Je ne sais pas si travailler sans raisonner est la seule façon de rendre la vie supportable. Je doute même qu'elle soit la meilleure. Tout dépend évidemment de ce qu'on entend par "raisonner" mais je me demande ce que, du côté de F.O. ou de la C.G.T., on pense de cette façon de travailler, qui ressemble à celle du boeuf de labour.

Quoi qu'il en soit, ce qui est le plus important dans cette formule voltairienne, c'est moins la solution qu'elle propose que le problème qu'elle pose.  Ce qu'affirme Voltaire ici, c'est que la vie est insupportable tant qu'on n'a pas trouvé de moyens pour la rendre supportable.

Car enfin, regardons les choses en face : nés sans savoir pourquoi et sans l'avoir demandé, nous sommes promis, au terme de quelques années d'existence terrestre, à cette "fin miteuse " dont parlait Sartre, à laquelle préludent les souffrances de la maladie, de la déchéance, de la perte des êtres chers, etc. En attendant ce dénouement sans gloire, la plupart d'entre nous auront dû se battre, souvent sans grand succès, pour s'assurer une existence pas trop malheureuse et des conditions de vie à peu près décentes. Et encore avons-nous la chance (relative) de vivre sur un des rares coins de la planète où les humains accèdent, en majorité, à des conditions d'existence décente.

Aussi est-on fondé à se demander, avec Sophocle, s'il vaudrait mieux ne pas être né. Camus avait raison : le seul problème philosophique sérieux est celui du suicide. L'acharnement de toutes les sociétés, la nôtre comprise, à jeter l'opprobre sur le suicide et à interdire toute aide à ses candidats est révélateur de leur peur de voir un nombre trop considérable de leurs membres céder à la tentation.

Tout-à-l'heure, rangeant la vaisselle récemment lavée, je restai en contemplation devant un verre de cristal finement guilloché (c'est comme ça qu'on dit ?). Et je me disais que tout l'effort collectif de l'humanité, avait été, depuis la nuit des temps, de se rendre la vie supportable, par d'innombrables moyens, les uns très simples, très frustres même, les autres éminemment sophistiqués. Dans ce registre, du point de vue de la fin visée, l'art de langer un bébé vaut le message biblique et celui de guillocher (?) un verre de cristal vaut les plus hautes productions de la littérature et de l'art.

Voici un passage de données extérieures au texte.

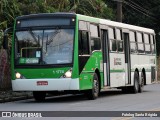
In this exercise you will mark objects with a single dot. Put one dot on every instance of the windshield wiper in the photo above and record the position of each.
(52, 36)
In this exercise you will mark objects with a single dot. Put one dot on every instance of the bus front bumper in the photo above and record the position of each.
(45, 84)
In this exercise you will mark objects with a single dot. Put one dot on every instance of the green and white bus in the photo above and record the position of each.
(76, 53)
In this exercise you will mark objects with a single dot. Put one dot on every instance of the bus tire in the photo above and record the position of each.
(141, 85)
(93, 93)
(39, 96)
(136, 83)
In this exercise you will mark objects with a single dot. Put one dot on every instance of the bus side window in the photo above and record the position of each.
(83, 43)
(95, 39)
(133, 44)
(112, 37)
(140, 42)
(147, 44)
(152, 44)
(119, 40)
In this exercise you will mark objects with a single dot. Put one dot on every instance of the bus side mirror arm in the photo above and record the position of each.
(5, 37)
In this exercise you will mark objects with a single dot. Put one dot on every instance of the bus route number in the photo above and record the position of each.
(58, 71)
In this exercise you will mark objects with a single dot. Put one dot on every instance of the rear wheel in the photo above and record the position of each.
(94, 92)
(39, 95)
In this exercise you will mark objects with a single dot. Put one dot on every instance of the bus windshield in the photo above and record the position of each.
(44, 46)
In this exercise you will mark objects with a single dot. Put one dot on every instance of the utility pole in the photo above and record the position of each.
(119, 10)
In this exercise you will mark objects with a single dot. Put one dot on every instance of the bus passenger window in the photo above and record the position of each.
(83, 43)
(120, 45)
(113, 45)
(95, 39)
(95, 44)
(147, 44)
(119, 40)
(140, 43)
(153, 44)
(132, 38)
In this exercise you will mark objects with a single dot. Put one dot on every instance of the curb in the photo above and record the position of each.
(14, 96)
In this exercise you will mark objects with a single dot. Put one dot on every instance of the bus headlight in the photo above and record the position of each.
(19, 76)
(68, 74)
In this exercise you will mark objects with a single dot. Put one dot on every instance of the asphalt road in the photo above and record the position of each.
(112, 100)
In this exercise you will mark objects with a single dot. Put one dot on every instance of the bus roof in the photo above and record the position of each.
(115, 24)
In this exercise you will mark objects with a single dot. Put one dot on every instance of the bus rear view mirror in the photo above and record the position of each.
(5, 37)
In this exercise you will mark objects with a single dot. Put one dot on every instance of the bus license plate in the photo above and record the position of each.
(42, 83)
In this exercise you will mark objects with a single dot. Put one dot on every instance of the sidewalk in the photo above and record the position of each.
(8, 96)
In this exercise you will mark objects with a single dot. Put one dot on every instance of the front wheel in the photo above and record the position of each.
(94, 92)
(39, 96)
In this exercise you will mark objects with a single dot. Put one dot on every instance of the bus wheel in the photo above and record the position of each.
(141, 85)
(94, 92)
(39, 95)
(136, 82)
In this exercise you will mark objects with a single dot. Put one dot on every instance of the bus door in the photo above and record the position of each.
(105, 53)
(127, 56)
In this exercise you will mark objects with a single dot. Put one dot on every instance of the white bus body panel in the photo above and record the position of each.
(53, 84)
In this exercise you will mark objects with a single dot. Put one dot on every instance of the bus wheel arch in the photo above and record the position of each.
(93, 93)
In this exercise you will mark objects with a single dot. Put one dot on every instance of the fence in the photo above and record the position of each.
(5, 71)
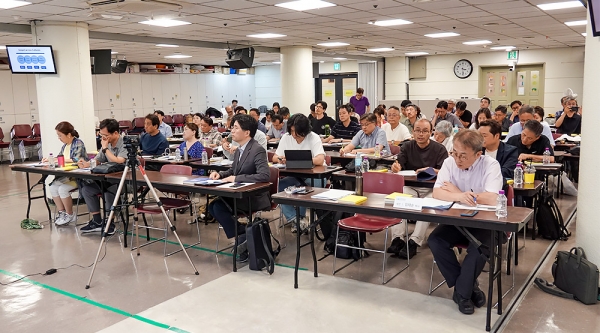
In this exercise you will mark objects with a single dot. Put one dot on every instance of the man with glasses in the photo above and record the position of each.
(368, 137)
(114, 151)
(525, 114)
(470, 178)
(418, 154)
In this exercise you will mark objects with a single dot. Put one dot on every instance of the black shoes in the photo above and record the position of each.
(412, 250)
(465, 305)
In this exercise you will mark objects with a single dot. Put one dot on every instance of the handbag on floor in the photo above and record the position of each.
(574, 276)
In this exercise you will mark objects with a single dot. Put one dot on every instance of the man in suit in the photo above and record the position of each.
(505, 154)
(249, 165)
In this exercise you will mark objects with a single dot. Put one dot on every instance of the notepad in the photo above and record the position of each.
(355, 199)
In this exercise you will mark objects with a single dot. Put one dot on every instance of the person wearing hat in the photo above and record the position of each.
(426, 157)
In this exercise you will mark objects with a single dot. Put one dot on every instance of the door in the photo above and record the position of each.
(336, 90)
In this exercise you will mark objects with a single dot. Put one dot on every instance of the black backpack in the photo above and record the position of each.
(260, 249)
(549, 220)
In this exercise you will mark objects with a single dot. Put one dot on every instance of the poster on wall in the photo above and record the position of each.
(535, 83)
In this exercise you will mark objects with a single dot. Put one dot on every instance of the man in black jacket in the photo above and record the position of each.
(505, 154)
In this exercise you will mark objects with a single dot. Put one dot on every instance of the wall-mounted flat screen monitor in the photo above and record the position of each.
(31, 59)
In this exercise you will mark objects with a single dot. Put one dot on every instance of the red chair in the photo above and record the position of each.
(373, 182)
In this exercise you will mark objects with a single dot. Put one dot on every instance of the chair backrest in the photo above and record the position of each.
(176, 169)
(382, 182)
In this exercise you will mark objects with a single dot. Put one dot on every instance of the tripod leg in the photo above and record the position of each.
(108, 223)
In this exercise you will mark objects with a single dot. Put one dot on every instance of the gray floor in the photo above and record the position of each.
(160, 292)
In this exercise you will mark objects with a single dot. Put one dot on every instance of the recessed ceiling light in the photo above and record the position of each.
(442, 35)
(165, 23)
(266, 35)
(8, 4)
(381, 49)
(301, 5)
(560, 5)
(576, 23)
(478, 42)
(389, 23)
(177, 56)
(333, 44)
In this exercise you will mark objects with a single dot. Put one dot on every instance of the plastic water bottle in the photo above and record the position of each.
(51, 161)
(518, 178)
(546, 157)
(501, 210)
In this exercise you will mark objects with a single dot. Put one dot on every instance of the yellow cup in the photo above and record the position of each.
(529, 178)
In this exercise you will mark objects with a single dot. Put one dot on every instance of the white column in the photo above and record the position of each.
(588, 225)
(67, 95)
(297, 82)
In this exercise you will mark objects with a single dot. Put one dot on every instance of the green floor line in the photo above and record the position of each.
(94, 303)
(210, 250)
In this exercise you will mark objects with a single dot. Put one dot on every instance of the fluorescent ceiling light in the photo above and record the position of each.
(478, 42)
(560, 5)
(333, 44)
(8, 4)
(389, 23)
(267, 35)
(576, 23)
(442, 35)
(301, 5)
(165, 23)
(381, 49)
(177, 56)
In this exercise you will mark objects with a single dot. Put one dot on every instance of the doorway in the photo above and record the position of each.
(335, 90)
(525, 83)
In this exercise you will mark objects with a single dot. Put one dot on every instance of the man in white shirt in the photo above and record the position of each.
(469, 178)
(394, 131)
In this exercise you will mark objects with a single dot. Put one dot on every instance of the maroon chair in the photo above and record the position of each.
(373, 182)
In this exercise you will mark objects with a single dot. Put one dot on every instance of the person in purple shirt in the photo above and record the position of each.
(360, 102)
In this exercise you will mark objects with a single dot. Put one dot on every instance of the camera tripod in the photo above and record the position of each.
(132, 163)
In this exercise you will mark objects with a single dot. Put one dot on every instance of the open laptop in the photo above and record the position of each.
(298, 159)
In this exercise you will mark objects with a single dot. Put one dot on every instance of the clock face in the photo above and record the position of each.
(463, 69)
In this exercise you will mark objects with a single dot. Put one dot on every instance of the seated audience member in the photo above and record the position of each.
(526, 114)
(506, 155)
(463, 114)
(249, 165)
(152, 142)
(344, 129)
(569, 121)
(321, 119)
(298, 137)
(73, 150)
(394, 131)
(531, 144)
(500, 116)
(278, 127)
(418, 154)
(367, 138)
(209, 136)
(469, 178)
(165, 129)
(481, 116)
(443, 134)
(254, 113)
(114, 151)
(413, 113)
(441, 113)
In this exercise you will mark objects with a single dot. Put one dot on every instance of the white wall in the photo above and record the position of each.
(563, 69)
(267, 81)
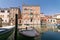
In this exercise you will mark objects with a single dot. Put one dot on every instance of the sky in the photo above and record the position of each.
(48, 7)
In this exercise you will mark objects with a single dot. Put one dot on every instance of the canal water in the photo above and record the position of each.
(50, 36)
(45, 36)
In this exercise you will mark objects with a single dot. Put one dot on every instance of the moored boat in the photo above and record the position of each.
(5, 32)
(28, 32)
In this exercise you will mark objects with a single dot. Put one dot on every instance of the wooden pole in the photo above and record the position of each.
(16, 25)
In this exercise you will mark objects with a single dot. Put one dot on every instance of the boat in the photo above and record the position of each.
(5, 32)
(28, 32)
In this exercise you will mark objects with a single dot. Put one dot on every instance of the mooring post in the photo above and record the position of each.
(16, 25)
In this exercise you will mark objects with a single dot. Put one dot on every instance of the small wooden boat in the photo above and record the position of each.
(28, 32)
(5, 32)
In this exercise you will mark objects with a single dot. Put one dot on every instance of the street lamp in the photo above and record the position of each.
(31, 15)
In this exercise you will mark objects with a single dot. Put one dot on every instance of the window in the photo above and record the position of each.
(2, 11)
(20, 21)
(5, 20)
(53, 20)
(25, 9)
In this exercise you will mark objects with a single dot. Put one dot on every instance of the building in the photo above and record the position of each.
(4, 14)
(8, 15)
(31, 15)
(57, 17)
(13, 11)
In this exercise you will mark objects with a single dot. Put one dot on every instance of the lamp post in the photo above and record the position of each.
(31, 14)
(0, 22)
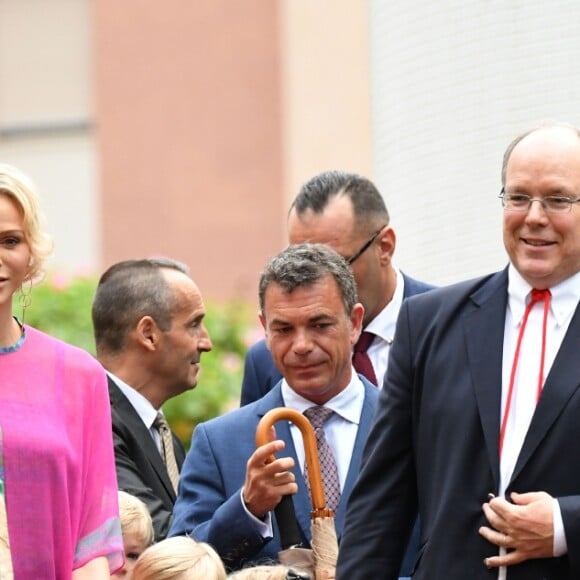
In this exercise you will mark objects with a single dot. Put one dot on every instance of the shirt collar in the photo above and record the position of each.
(385, 322)
(144, 408)
(348, 403)
(565, 296)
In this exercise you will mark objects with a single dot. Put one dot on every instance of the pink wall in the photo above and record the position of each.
(189, 132)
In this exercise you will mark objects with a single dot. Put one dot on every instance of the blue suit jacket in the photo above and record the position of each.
(260, 373)
(209, 505)
(434, 445)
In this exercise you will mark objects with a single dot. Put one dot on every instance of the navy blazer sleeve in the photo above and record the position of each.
(209, 506)
(260, 373)
(129, 479)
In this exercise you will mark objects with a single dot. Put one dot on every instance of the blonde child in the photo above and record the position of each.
(179, 558)
(137, 528)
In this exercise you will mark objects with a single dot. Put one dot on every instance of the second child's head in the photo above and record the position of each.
(179, 558)
(137, 528)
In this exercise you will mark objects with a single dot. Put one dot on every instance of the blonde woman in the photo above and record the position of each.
(137, 528)
(57, 467)
(179, 558)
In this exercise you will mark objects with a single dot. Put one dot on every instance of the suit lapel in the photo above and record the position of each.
(302, 503)
(133, 422)
(483, 327)
(365, 423)
(560, 385)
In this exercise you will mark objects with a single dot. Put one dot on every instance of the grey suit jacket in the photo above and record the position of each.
(434, 446)
(209, 506)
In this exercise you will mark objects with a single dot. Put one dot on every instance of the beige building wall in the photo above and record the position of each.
(210, 117)
(46, 119)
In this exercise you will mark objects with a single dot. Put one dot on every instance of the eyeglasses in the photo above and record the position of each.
(365, 246)
(294, 575)
(551, 203)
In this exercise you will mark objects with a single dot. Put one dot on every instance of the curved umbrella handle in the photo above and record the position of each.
(310, 449)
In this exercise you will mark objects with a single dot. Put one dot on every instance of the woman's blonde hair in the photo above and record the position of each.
(20, 189)
(179, 558)
(135, 517)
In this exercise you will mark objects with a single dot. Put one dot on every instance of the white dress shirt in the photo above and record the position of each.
(564, 301)
(142, 406)
(341, 428)
(383, 327)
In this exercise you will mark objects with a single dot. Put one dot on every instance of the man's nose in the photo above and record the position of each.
(302, 342)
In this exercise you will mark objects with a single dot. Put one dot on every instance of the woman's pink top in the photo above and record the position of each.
(59, 468)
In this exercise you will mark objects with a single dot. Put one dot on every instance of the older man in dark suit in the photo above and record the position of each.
(148, 323)
(346, 212)
(478, 422)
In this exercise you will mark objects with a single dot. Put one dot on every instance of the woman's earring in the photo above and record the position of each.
(25, 298)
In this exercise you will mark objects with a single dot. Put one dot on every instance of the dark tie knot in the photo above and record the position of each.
(318, 416)
(364, 341)
(539, 295)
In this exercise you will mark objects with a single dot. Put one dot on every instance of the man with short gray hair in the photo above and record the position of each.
(228, 491)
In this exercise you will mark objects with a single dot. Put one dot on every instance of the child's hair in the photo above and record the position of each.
(179, 558)
(135, 516)
(268, 572)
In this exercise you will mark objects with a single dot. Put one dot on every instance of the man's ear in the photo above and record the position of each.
(387, 243)
(147, 333)
(356, 318)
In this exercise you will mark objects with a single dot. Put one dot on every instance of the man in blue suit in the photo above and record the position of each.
(478, 421)
(346, 212)
(228, 490)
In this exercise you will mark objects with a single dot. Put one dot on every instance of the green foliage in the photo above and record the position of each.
(61, 307)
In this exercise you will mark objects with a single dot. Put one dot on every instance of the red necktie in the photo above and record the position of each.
(536, 296)
(360, 358)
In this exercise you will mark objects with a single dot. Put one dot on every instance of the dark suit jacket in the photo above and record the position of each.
(140, 468)
(434, 446)
(209, 506)
(260, 373)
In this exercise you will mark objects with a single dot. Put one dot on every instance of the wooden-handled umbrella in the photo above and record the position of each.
(324, 544)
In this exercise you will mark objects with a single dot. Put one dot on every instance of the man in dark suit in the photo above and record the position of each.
(478, 422)
(346, 212)
(228, 490)
(149, 332)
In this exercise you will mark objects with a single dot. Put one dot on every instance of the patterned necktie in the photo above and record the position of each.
(167, 447)
(317, 417)
(360, 358)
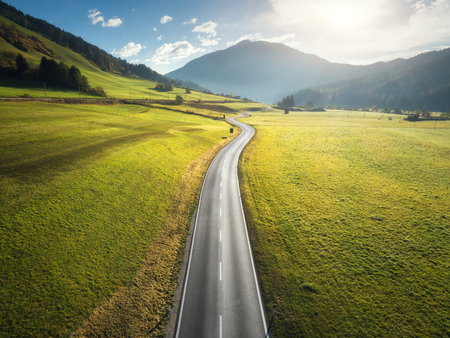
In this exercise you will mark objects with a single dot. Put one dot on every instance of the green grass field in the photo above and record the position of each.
(115, 85)
(84, 191)
(350, 223)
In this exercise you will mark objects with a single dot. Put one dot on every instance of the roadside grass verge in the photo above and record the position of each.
(115, 85)
(349, 218)
(84, 193)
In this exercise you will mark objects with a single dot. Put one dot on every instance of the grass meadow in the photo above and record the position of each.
(349, 217)
(86, 192)
(115, 85)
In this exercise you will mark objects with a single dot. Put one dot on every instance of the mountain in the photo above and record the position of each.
(96, 56)
(267, 71)
(420, 82)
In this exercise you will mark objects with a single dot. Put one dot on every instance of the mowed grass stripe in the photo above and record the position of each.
(84, 193)
(350, 223)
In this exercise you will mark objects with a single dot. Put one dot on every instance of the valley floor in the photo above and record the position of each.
(349, 219)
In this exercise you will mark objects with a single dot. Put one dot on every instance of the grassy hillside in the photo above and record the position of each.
(116, 85)
(90, 196)
(349, 219)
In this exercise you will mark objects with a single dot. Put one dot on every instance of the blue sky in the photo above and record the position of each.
(165, 35)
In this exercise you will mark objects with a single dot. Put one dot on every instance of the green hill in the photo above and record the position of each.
(115, 84)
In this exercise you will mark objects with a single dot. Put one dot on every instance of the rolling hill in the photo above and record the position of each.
(422, 85)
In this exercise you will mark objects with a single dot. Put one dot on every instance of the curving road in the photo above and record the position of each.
(221, 296)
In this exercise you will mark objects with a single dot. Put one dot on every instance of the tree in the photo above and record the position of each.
(21, 64)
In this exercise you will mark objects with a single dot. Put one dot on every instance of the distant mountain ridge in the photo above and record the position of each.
(95, 55)
(422, 82)
(267, 71)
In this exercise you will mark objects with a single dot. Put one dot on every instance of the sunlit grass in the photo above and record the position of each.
(350, 223)
(115, 85)
(84, 190)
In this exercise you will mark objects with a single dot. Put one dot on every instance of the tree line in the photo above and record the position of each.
(102, 59)
(425, 86)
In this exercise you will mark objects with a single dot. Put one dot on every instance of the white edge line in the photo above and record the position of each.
(191, 249)
(251, 255)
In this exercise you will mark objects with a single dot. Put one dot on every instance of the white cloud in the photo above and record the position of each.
(114, 22)
(130, 49)
(192, 21)
(251, 37)
(165, 19)
(96, 17)
(208, 28)
(173, 52)
(281, 39)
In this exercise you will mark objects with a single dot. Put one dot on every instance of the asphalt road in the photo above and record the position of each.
(221, 295)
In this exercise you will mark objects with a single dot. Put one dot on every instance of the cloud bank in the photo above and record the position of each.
(96, 17)
(173, 52)
(165, 19)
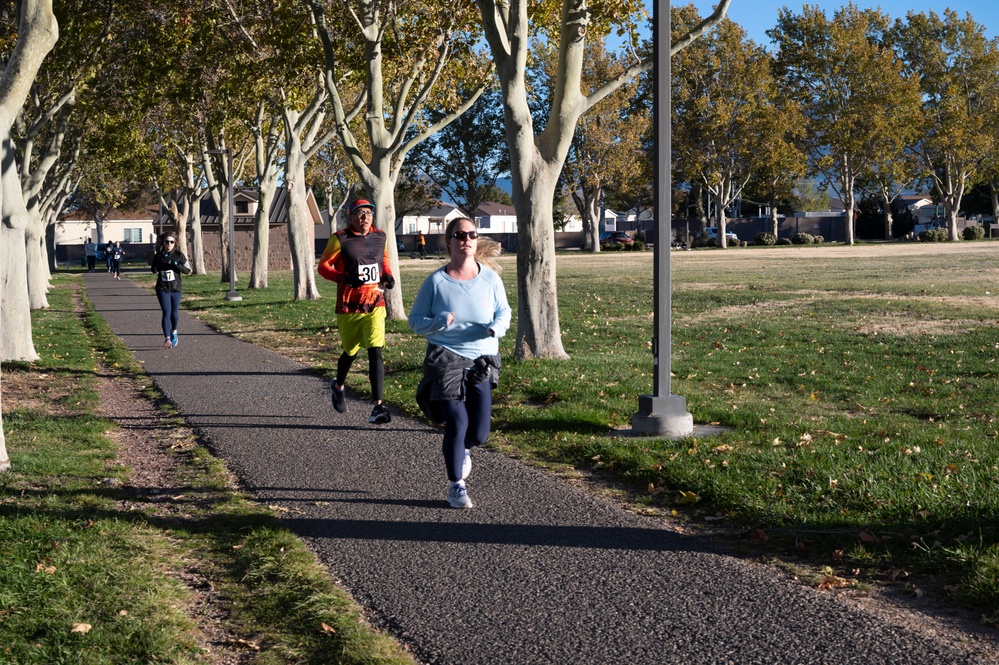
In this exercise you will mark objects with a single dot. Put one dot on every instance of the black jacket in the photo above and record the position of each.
(445, 375)
(168, 268)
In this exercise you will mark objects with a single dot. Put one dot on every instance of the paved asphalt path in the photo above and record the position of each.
(537, 572)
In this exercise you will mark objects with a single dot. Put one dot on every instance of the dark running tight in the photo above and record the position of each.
(466, 424)
(170, 304)
(376, 371)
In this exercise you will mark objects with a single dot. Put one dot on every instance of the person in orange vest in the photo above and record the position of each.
(356, 259)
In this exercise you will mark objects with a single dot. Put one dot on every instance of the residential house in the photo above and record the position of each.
(133, 228)
(245, 203)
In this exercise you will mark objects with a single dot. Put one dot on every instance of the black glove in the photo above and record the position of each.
(478, 372)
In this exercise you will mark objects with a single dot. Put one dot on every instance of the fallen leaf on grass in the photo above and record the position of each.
(688, 497)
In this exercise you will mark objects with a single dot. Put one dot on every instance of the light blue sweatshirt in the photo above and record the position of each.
(479, 304)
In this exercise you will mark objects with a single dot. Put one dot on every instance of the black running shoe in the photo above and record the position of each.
(339, 398)
(379, 415)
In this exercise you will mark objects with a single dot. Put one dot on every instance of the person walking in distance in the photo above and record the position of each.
(356, 259)
(117, 254)
(421, 243)
(90, 249)
(168, 264)
(462, 310)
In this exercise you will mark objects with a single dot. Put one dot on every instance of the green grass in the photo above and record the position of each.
(859, 388)
(79, 548)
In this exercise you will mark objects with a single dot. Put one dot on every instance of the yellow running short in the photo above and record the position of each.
(365, 330)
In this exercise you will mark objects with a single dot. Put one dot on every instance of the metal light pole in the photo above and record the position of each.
(662, 413)
(232, 296)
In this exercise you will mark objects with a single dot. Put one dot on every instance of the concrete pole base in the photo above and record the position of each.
(662, 417)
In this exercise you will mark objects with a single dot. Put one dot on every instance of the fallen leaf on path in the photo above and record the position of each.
(830, 582)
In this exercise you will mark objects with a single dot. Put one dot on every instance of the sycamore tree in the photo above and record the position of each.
(848, 79)
(779, 156)
(467, 157)
(23, 51)
(606, 153)
(536, 158)
(958, 71)
(405, 58)
(721, 113)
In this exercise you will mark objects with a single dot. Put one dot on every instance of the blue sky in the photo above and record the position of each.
(758, 16)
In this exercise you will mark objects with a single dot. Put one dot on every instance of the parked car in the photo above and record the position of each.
(616, 237)
(712, 234)
(938, 223)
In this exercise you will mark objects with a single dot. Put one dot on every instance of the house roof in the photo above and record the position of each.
(916, 200)
(277, 215)
(145, 214)
(493, 209)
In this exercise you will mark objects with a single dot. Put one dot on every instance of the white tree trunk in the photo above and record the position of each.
(588, 204)
(16, 341)
(192, 194)
(37, 34)
(302, 249)
(262, 233)
(383, 193)
(36, 260)
(889, 218)
(266, 147)
(539, 333)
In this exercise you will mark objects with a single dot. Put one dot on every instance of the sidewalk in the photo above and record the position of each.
(537, 572)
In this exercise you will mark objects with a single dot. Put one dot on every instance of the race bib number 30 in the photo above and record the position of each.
(369, 273)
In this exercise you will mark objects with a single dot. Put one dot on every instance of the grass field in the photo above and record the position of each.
(97, 570)
(858, 386)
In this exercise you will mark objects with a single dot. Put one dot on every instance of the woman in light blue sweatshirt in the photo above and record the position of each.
(462, 311)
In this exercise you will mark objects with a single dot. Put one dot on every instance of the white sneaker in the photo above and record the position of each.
(457, 497)
(466, 465)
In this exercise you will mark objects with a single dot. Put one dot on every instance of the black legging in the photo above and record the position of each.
(170, 304)
(376, 371)
(466, 424)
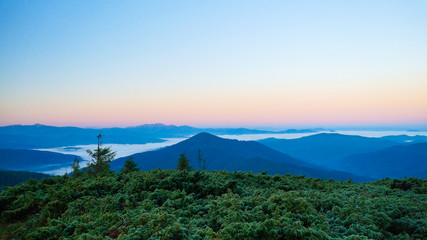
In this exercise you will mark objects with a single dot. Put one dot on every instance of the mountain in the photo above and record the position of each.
(12, 178)
(33, 160)
(230, 155)
(42, 136)
(394, 162)
(405, 139)
(326, 148)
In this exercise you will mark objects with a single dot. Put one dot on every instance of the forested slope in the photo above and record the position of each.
(172, 204)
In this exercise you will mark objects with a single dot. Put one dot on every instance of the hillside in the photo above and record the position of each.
(405, 139)
(33, 160)
(11, 178)
(230, 155)
(395, 162)
(171, 204)
(326, 149)
(42, 136)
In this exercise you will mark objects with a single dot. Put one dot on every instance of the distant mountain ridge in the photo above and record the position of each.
(394, 162)
(326, 149)
(33, 160)
(42, 136)
(230, 155)
(12, 178)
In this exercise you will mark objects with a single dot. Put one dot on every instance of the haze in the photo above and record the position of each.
(214, 63)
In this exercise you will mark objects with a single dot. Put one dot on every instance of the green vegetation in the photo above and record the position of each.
(130, 166)
(11, 178)
(171, 204)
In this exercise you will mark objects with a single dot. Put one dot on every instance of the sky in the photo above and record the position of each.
(214, 63)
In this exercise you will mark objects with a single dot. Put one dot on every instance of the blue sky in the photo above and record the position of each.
(214, 63)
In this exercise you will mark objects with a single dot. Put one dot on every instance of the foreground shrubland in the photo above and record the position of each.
(171, 204)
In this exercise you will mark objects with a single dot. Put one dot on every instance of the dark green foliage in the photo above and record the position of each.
(201, 161)
(183, 162)
(130, 166)
(231, 155)
(170, 204)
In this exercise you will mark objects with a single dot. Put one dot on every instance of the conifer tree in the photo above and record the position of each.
(101, 158)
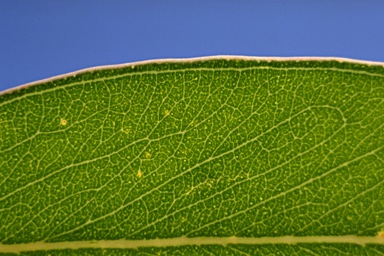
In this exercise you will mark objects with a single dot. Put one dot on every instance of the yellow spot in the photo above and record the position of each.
(63, 122)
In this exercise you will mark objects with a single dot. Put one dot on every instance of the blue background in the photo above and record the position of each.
(40, 39)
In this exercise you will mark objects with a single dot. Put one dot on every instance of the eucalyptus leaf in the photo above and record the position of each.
(208, 156)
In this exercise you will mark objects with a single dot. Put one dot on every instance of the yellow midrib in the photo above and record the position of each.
(184, 241)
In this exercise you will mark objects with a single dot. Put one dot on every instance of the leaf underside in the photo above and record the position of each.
(216, 148)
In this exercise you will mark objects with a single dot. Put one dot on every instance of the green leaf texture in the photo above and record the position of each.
(210, 156)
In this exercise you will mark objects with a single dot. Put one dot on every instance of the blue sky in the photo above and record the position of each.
(41, 39)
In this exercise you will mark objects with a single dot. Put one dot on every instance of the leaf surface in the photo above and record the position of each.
(210, 156)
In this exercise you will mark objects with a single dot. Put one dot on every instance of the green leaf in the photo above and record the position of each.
(207, 156)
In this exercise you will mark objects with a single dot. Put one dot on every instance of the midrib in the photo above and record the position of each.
(183, 241)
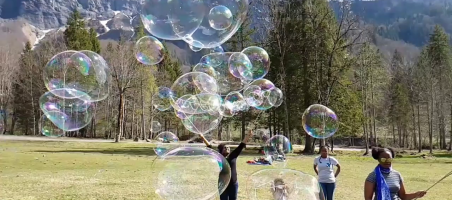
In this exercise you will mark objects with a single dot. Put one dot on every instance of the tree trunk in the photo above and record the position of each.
(306, 83)
(413, 116)
(450, 132)
(243, 131)
(419, 127)
(132, 130)
(393, 135)
(430, 125)
(143, 121)
(120, 118)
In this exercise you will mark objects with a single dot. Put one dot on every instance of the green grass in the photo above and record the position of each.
(64, 170)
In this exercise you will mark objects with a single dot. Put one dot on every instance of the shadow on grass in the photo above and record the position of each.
(133, 151)
(426, 155)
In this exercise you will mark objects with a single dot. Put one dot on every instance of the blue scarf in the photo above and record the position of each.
(382, 190)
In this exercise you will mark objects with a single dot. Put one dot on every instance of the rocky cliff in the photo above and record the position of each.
(48, 14)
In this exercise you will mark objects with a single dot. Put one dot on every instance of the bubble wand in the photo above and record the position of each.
(444, 177)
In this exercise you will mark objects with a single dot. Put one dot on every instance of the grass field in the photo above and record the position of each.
(76, 170)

C'est du moins mon sentiment.

Bien entendu, on ne peut pas dire que les humains aient collectivement réussi à rendre la vie pleinement supportable, ne serait-ce que pour avoir si souvent  cru que, pour se rendre la vie supportable, il fallait rendre celle des autres insupportable.

Quoi qu'il en soit, Voltaire, à la fin de Candide, pose fortement, avec raison, la nécessité de rendre la vie supportable. Rendre la vie supportable est l'objectif de tout art de vivre.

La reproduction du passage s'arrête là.